Question

The radio telescope in Arecibo, Puerto Rico, has a diameter of $305 \mathrm{m}$. It can detect radio waves from space with intensities as small as \(10^{-26} \mathrm{W} / \mathrm{m}^{2} .\) (a) What is the average power incident on the telescope due to a wave at normal incidence with intensity \(1.0 \times 10^{-26} \mathrm{W} / \mathrm{m}^{2} ?\) (b) What is the average power incident on Earth's surface? (c) What are the rms electric and magnetic fields?

Short answer

Question: Calculate the average power incident on the telescope, the average power incident on Earth's surface, and the root-mean-square (rms) electric and magnetic fields for an intensity of \(1.0 \times 10^{-26} \mathrm{W} / \mathrm{m}^2\) and a radio telescope diameter of 305 m. Answer: Follow the steps outlined in the solution. After calculating the areas for the telescope and Earth, determine the average power incident on both using the given intensity. Then, use the formulas for the rms electric and magnetic fields to compute their values.

Step-by-step solution

Calculate the radio telescope area

We are given the diameter of the radio telescope, which is 305 m. For a circular shape, we can calculate the area, A, with the formula \(A = \pi r^2\), using the radius, r, where \(r = \frac{D}{2}\): $$ A = \pi \left(\frac{305}{2}\right)^2 $$

Calculate the average power on the telescope

Now, we have the intensity at \(1.0 \times 10^{-26} \mathrm{W} / \mathrm{m}^2\). Using the formula \(P = I \cdot A\), we can calculate the average power on the telescope: $$ P_{telescope}= (1.0 \times 10^{-26} \mathrm{W} / \mathrm{m}^2) \cdot A $$

Estimate Earth's surface area

To calculate the average power on Earth's surface, we need to estimate Earth's surface area. We will assume Earth to be a perfect sphere with a radius of 6371 km. Surface area, A, is given by \(A = 4 \pi R^2\): $$ A_{earth} = 4 \pi (6.371 \times 10^6)^2 \mathrm{m}^2 $$

Calculate the average power on Earth's surface

Now, we can calculate the average power incident on Earth's surface using the formula \(P = I \cdot A\): $$ P_{earth} = (1.0 \times 10^{-26} \mathrm{W} / \mathrm{m}^2) \cdot A_{earth} $$

Determine rms electric field value

To calculate the rms electric field value, use the formula \(I = \frac{1}{2} \varepsilon_0 c E^2_{rms}\). We will solve for \(E_{rms}\): $$ E_{rms} = \sqrt{\frac{2 \cdot I}{\varepsilon_0 c}} $$ where \(\varepsilon_0\) is the vacuum permittivity, approximately \(8.85 \times 10^{-12} \mathrm{C}^2 / \mathrm{N} \cdot \mathrm{m}^2\) and c is the speed of light, approximately \(3.00 \times 10^8 \mathrm{m} / \mathrm{s}\).

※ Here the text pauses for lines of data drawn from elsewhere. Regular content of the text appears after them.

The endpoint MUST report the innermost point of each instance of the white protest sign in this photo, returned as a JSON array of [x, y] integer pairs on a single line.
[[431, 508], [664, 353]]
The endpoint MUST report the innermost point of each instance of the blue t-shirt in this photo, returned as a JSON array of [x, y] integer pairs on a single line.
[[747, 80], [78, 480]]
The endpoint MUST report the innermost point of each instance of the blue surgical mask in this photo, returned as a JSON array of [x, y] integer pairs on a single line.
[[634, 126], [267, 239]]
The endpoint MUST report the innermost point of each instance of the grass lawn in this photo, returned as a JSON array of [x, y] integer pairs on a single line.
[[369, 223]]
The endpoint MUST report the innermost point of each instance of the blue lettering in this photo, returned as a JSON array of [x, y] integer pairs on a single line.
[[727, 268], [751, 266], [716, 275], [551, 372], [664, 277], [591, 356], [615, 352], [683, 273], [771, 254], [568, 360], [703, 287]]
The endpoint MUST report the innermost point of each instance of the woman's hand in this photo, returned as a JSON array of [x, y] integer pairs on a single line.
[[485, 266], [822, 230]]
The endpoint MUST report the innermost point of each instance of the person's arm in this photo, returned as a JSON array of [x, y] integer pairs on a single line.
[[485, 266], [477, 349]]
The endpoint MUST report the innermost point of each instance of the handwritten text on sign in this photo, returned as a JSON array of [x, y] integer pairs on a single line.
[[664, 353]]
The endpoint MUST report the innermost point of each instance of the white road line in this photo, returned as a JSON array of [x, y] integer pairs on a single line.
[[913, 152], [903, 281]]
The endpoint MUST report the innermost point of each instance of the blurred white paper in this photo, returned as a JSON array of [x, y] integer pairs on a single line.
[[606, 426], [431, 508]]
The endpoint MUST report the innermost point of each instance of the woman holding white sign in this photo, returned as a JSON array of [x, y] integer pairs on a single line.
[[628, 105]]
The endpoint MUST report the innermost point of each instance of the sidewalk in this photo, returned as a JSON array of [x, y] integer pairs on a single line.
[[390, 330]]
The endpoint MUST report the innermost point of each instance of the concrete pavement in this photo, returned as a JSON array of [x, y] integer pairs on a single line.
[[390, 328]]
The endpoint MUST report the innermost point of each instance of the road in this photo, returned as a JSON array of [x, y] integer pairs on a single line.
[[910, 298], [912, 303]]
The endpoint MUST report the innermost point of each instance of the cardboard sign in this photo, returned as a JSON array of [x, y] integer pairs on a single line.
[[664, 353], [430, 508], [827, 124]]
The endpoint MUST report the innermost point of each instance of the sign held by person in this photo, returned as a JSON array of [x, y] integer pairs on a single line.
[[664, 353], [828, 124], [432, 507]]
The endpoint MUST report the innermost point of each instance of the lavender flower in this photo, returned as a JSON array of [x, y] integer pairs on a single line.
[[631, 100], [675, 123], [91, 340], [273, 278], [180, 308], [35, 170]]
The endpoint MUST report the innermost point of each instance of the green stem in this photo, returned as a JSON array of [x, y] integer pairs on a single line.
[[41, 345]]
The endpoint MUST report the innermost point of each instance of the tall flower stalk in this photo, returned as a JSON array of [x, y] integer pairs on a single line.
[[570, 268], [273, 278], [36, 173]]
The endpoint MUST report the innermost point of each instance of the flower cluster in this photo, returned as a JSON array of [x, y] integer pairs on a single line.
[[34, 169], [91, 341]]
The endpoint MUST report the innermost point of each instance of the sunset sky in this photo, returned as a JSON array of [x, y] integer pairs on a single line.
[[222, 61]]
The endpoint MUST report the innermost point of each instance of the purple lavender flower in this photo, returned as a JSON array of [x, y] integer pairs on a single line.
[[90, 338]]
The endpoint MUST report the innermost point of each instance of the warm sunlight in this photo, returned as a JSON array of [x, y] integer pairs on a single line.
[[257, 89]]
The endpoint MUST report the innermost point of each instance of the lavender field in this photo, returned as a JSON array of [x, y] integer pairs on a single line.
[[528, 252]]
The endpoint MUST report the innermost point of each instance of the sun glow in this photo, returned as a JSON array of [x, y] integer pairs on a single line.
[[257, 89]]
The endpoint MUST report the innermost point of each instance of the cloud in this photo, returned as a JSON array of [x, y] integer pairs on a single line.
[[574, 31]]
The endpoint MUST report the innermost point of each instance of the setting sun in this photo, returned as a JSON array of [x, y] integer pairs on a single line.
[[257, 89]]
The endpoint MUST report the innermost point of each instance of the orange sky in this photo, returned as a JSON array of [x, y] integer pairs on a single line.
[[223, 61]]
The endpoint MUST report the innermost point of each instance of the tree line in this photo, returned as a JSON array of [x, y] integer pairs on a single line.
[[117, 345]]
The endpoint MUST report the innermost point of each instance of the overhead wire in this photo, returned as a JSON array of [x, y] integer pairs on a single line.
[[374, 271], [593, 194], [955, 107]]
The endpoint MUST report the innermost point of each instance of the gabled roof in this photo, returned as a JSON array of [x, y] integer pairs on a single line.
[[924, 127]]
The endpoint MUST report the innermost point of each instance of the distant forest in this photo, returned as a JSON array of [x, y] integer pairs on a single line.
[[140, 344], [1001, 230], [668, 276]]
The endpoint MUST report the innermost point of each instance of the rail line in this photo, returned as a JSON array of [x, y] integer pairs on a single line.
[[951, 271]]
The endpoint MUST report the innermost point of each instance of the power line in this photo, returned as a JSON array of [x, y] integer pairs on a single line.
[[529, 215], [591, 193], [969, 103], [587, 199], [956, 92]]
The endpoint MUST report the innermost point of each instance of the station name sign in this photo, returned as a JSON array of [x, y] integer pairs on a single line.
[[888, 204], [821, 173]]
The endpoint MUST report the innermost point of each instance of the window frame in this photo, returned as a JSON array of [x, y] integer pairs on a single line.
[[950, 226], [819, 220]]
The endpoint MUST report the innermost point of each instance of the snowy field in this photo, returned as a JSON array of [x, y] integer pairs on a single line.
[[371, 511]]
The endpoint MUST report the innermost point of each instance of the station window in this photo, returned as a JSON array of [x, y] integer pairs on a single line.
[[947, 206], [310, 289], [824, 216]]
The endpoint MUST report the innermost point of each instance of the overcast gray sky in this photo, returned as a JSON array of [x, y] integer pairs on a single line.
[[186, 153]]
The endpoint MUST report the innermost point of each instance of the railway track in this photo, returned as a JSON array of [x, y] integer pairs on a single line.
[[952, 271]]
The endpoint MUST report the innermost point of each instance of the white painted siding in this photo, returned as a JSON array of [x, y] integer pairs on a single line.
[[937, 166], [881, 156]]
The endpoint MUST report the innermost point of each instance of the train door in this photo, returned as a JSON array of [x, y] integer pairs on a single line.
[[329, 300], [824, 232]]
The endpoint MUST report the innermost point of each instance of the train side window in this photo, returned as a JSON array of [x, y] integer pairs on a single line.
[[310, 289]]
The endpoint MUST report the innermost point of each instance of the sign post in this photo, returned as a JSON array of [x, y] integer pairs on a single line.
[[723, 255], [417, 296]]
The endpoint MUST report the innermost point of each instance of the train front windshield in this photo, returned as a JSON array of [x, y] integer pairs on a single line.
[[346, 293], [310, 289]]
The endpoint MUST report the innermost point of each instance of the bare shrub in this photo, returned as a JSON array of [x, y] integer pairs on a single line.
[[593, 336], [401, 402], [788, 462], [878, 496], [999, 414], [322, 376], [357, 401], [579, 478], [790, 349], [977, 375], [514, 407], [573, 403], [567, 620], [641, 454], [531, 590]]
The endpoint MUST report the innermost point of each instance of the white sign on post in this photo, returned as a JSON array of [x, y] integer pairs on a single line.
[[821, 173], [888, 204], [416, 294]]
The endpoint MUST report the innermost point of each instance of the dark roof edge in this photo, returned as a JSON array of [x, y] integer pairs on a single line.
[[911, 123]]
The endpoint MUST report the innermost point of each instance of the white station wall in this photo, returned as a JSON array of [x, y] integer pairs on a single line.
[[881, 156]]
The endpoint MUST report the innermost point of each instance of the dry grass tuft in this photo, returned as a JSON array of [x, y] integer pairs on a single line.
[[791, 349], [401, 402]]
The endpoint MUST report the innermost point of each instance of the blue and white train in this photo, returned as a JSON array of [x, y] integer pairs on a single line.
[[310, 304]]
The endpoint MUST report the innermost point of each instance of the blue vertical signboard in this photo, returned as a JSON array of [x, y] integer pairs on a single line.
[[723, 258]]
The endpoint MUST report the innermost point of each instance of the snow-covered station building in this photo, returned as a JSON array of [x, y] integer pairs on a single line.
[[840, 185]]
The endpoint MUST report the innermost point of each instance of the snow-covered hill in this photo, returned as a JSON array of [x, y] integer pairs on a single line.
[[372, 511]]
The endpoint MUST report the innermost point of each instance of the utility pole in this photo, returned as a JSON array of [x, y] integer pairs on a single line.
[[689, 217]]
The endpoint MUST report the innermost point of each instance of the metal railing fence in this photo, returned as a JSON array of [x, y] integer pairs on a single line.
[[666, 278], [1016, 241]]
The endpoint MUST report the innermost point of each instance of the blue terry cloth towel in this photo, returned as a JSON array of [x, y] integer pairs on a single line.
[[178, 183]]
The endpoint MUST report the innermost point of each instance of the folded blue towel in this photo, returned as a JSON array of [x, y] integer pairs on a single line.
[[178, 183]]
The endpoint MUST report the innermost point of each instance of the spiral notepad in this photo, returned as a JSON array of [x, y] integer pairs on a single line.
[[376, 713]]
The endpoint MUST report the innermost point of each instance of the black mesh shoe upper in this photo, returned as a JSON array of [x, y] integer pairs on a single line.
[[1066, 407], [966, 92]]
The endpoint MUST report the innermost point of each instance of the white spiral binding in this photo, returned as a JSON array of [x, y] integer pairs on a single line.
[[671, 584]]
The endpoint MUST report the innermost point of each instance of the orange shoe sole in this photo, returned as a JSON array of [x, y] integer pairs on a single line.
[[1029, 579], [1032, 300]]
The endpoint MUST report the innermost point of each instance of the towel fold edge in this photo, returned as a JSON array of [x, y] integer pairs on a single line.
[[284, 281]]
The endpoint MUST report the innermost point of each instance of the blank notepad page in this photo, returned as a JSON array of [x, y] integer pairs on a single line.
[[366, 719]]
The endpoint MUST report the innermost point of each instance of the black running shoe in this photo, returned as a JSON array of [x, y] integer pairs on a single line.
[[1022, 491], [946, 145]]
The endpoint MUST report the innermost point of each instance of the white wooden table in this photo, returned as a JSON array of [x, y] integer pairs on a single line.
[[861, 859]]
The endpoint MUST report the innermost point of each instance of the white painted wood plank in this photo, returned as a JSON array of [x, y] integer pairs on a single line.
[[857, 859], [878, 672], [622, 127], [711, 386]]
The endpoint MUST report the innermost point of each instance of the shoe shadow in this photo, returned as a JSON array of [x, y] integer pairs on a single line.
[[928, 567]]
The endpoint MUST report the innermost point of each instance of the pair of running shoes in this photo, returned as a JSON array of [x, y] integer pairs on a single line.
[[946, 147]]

Determine rms magnetic field value

Similarly, for the rms magnetic field value, use the formula \(I = \frac{1}{\mu_0 c}B^2_{rms}\), and solve for \(B_{rms}\): $$ B_{rms} = \sqrt{\frac{I \cdot \mu_0 c}{2}} $$ where \(\mu_0\) is the vacuum permeability, approximately \(4\pi \times 10^{-7} \mathrm{H} / \mathrm{m}\). Now you can calculate the rms electric and magnetic fields using the intensity given in the problem statement.